Pubblicazione legale:
Non è infrequente che, per i motivi più vari, in sede di separazione il
coniuge “debole” si astenga dal chiedere, a carico del coniuge “forte”,
un contributo al proprio mantenimento (il cosiddetto “assegno di
separazione” o “di mantenimento”).
Ebbene, molti si chiedono se tale scelta sia definitiva ed irrimediabilmente pregiudizievole dei propri diritti.

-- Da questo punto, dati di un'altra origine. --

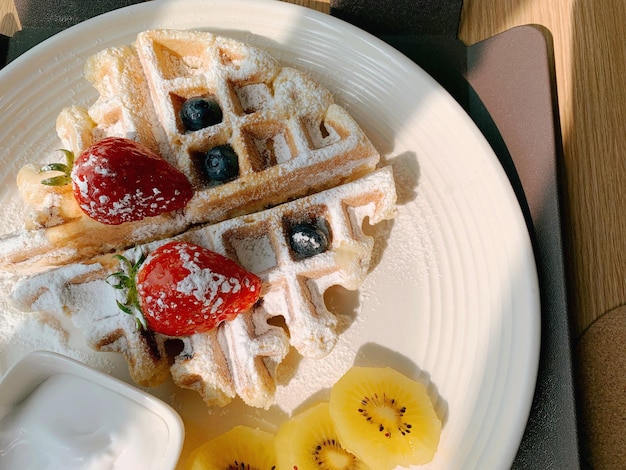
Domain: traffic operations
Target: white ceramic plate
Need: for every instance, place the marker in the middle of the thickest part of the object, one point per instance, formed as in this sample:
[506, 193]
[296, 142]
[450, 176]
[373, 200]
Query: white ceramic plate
[453, 300]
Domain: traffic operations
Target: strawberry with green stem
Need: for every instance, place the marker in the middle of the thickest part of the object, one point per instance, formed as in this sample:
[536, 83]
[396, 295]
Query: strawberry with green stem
[118, 180]
[181, 288]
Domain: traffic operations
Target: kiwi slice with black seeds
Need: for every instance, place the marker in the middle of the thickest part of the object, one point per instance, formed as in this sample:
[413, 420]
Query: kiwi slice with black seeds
[384, 418]
[309, 441]
[240, 448]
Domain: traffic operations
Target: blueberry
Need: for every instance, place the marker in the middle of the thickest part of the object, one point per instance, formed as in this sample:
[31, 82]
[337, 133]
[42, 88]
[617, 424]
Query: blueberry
[200, 112]
[307, 240]
[221, 164]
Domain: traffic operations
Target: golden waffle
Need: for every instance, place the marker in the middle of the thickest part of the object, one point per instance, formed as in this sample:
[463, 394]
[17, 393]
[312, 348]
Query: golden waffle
[291, 139]
[239, 357]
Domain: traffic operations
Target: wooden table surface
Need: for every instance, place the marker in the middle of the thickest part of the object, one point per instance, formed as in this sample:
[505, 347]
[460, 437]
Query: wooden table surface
[590, 67]
[590, 74]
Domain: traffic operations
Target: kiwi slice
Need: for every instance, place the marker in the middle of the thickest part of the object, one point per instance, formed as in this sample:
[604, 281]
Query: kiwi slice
[309, 441]
[240, 448]
[384, 418]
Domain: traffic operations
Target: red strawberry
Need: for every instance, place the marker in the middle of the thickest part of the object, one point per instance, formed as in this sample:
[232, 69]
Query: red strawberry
[118, 180]
[183, 289]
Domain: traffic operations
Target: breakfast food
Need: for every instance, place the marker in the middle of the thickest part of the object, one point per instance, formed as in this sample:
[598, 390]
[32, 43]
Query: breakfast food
[240, 448]
[298, 249]
[394, 433]
[309, 441]
[245, 132]
[384, 418]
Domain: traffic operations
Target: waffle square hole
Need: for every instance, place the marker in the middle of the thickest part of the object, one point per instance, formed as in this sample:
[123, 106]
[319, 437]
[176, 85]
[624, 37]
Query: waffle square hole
[320, 133]
[253, 97]
[252, 249]
[269, 144]
[307, 235]
[181, 58]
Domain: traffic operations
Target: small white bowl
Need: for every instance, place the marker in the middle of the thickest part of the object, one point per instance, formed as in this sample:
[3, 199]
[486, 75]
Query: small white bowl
[54, 409]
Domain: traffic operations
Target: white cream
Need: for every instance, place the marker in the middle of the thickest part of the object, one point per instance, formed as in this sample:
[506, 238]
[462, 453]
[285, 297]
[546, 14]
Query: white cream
[71, 423]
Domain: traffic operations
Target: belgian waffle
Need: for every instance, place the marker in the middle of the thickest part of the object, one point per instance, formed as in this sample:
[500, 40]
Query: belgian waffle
[239, 357]
[290, 137]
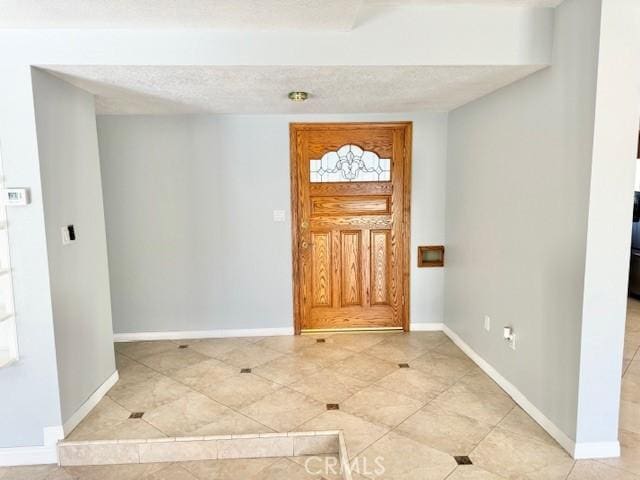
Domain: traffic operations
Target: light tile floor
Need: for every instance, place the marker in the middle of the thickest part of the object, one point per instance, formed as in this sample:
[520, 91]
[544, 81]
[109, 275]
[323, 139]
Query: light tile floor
[415, 419]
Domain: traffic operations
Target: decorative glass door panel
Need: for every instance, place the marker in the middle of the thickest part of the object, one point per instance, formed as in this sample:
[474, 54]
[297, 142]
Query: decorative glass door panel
[350, 214]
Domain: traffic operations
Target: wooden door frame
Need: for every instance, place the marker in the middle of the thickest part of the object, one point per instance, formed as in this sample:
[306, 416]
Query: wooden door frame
[294, 128]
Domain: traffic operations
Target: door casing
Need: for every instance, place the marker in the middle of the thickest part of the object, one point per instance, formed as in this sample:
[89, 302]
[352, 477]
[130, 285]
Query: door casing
[405, 242]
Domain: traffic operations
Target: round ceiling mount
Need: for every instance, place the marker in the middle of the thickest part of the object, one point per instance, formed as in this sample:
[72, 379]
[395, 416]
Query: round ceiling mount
[298, 96]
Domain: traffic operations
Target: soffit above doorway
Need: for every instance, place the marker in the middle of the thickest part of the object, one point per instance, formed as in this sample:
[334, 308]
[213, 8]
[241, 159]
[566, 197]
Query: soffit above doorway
[264, 89]
[321, 15]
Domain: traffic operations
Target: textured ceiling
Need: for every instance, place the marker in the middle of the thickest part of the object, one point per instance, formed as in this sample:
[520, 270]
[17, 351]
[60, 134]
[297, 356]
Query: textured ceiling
[217, 14]
[193, 89]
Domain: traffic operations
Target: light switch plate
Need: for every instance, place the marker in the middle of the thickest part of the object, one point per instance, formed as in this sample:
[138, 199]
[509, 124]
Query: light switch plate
[66, 238]
[278, 215]
[16, 197]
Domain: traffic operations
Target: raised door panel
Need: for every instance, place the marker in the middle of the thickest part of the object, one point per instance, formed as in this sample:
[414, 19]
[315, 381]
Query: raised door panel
[336, 206]
[351, 274]
[380, 267]
[321, 269]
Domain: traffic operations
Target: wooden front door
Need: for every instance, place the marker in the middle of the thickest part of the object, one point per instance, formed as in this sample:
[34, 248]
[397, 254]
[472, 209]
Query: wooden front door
[350, 223]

In particolare, la domanda che in questi casi viene rivolta con maggiore
frequenza ad un avvocato è la seguente: se avevo rinunciato a chiedere
“l’assegno di separazione”, in occasione del divorzio, posso ancora
chiedere un assegno? Anche se la situazione economica non è mutata?
La risposta è positiva. E questo in virtù dell’indipendenza dei giudizi,
quello di separazione e quello di divorzio. Essendo, infatti, due fasi
che portano alla conclusione di un rapporto coniugale ma autonome e
distinte, le richieste avanzate (od omesse) nella prima, non influiscono
sulla seconda.
Nei medesimi termini si è espressa anche, con estrema (e rara)

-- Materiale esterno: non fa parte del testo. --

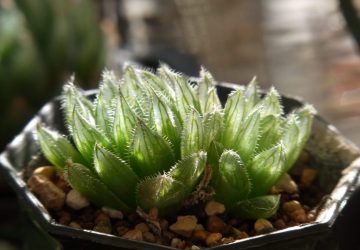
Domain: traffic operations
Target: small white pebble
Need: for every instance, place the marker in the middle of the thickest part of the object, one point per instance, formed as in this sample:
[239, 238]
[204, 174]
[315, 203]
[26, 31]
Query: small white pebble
[113, 213]
[214, 208]
[184, 225]
[75, 200]
[287, 184]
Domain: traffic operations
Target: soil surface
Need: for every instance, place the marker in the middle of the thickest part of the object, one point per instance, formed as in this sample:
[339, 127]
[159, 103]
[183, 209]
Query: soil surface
[202, 225]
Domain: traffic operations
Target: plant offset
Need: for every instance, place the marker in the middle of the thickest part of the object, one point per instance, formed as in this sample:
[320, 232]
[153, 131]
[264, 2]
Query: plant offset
[160, 141]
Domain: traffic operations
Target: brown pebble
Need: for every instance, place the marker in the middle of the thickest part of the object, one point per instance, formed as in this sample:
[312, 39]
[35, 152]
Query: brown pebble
[102, 223]
[101, 216]
[227, 240]
[214, 208]
[308, 176]
[200, 235]
[61, 183]
[311, 215]
[286, 184]
[304, 157]
[87, 225]
[164, 224]
[76, 200]
[52, 197]
[295, 211]
[64, 218]
[167, 235]
[121, 230]
[113, 213]
[279, 224]
[214, 224]
[153, 214]
[143, 227]
[184, 225]
[149, 237]
[74, 224]
[240, 234]
[178, 243]
[133, 234]
[263, 226]
[46, 171]
[102, 227]
[213, 239]
[134, 218]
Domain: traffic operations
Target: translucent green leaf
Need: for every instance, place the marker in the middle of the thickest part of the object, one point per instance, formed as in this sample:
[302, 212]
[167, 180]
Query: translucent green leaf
[258, 207]
[73, 97]
[161, 192]
[87, 183]
[103, 116]
[212, 101]
[233, 116]
[56, 148]
[109, 87]
[124, 123]
[116, 174]
[271, 128]
[149, 153]
[184, 93]
[192, 139]
[214, 152]
[244, 142]
[85, 136]
[231, 183]
[206, 83]
[265, 170]
[296, 134]
[213, 124]
[189, 170]
[165, 123]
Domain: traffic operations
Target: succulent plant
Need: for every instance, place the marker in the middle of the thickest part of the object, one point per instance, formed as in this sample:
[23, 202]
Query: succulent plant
[150, 139]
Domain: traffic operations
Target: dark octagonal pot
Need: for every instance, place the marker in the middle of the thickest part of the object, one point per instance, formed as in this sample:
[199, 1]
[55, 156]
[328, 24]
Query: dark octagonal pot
[335, 157]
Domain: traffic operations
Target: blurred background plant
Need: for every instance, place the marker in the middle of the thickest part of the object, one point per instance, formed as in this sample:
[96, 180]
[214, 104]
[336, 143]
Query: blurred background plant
[41, 44]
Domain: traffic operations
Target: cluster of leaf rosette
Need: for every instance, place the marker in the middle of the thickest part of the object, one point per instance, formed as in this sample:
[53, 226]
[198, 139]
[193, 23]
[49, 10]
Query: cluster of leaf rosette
[147, 139]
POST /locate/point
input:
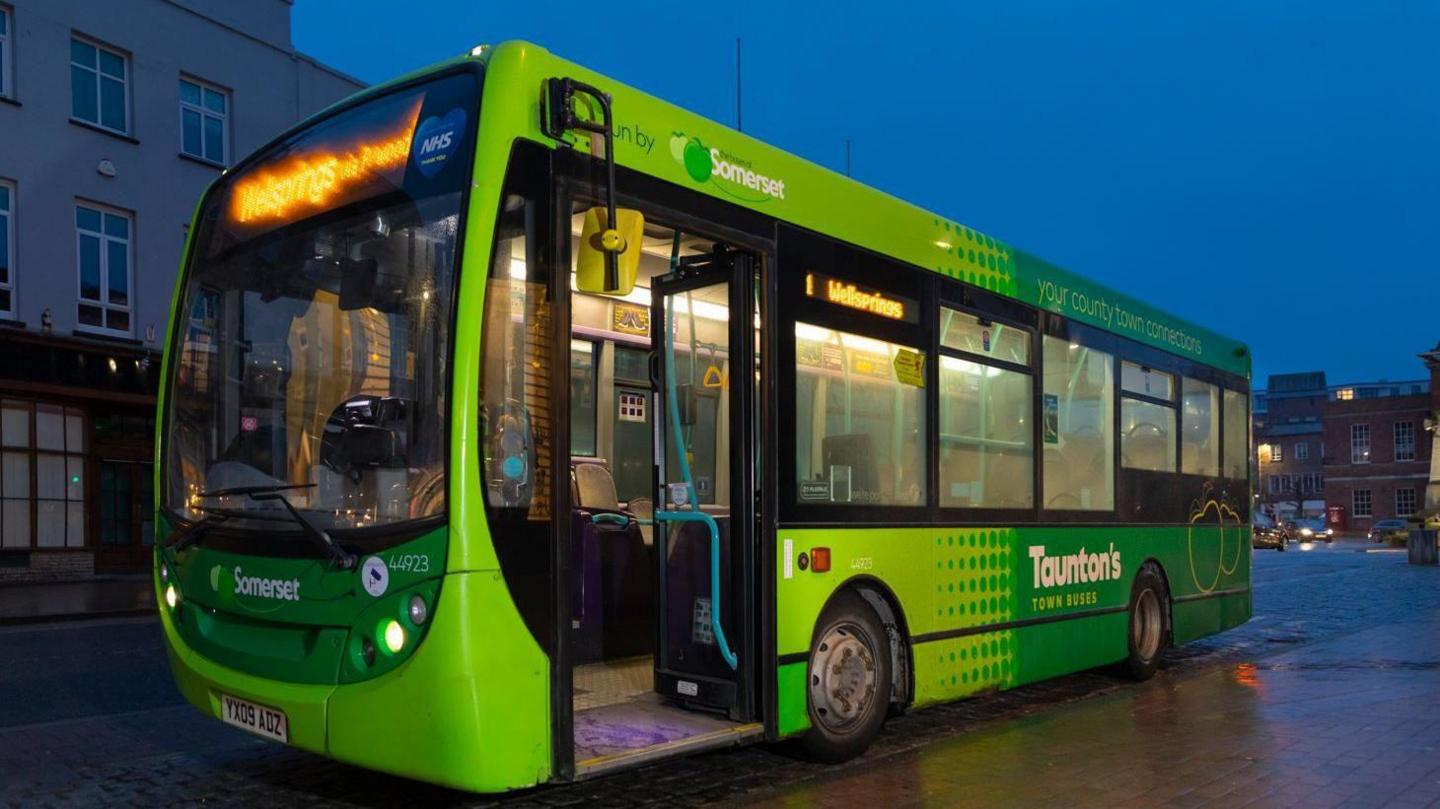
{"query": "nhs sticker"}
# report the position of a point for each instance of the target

chiarezza, la Suprema Corte di Cassazione, con la recentissima sentenza
n. 2480 del 29.01.2019: “la mancata richiesta di assegno di mantenimento
in sede di separazione non preclude di certo il suo riconoscimento in
sede divorzile”.
La sopracitata sentenza contribuisce a far luce su una situazione
d’incertezza che portava a soluzioni giudiziali discordanti nei diversi
Tribunali italiani, offrendo, a quanti si trovino nella fase del
fine-matrimonio, un autorevole contributo al principio giuridico – tanto
fondamentale, quanto spesso disatteso -: quello della certezza del
diritto.
E soprattutto, rassicura quanti hanno, in sede di separazione, operato
la scelta di astenersi dal chiedere all’ altro coniuge un contributo al
mantenimento; scelta della quale si sono, poi, pentiti.
In conclusione: è possibile cambiare idea.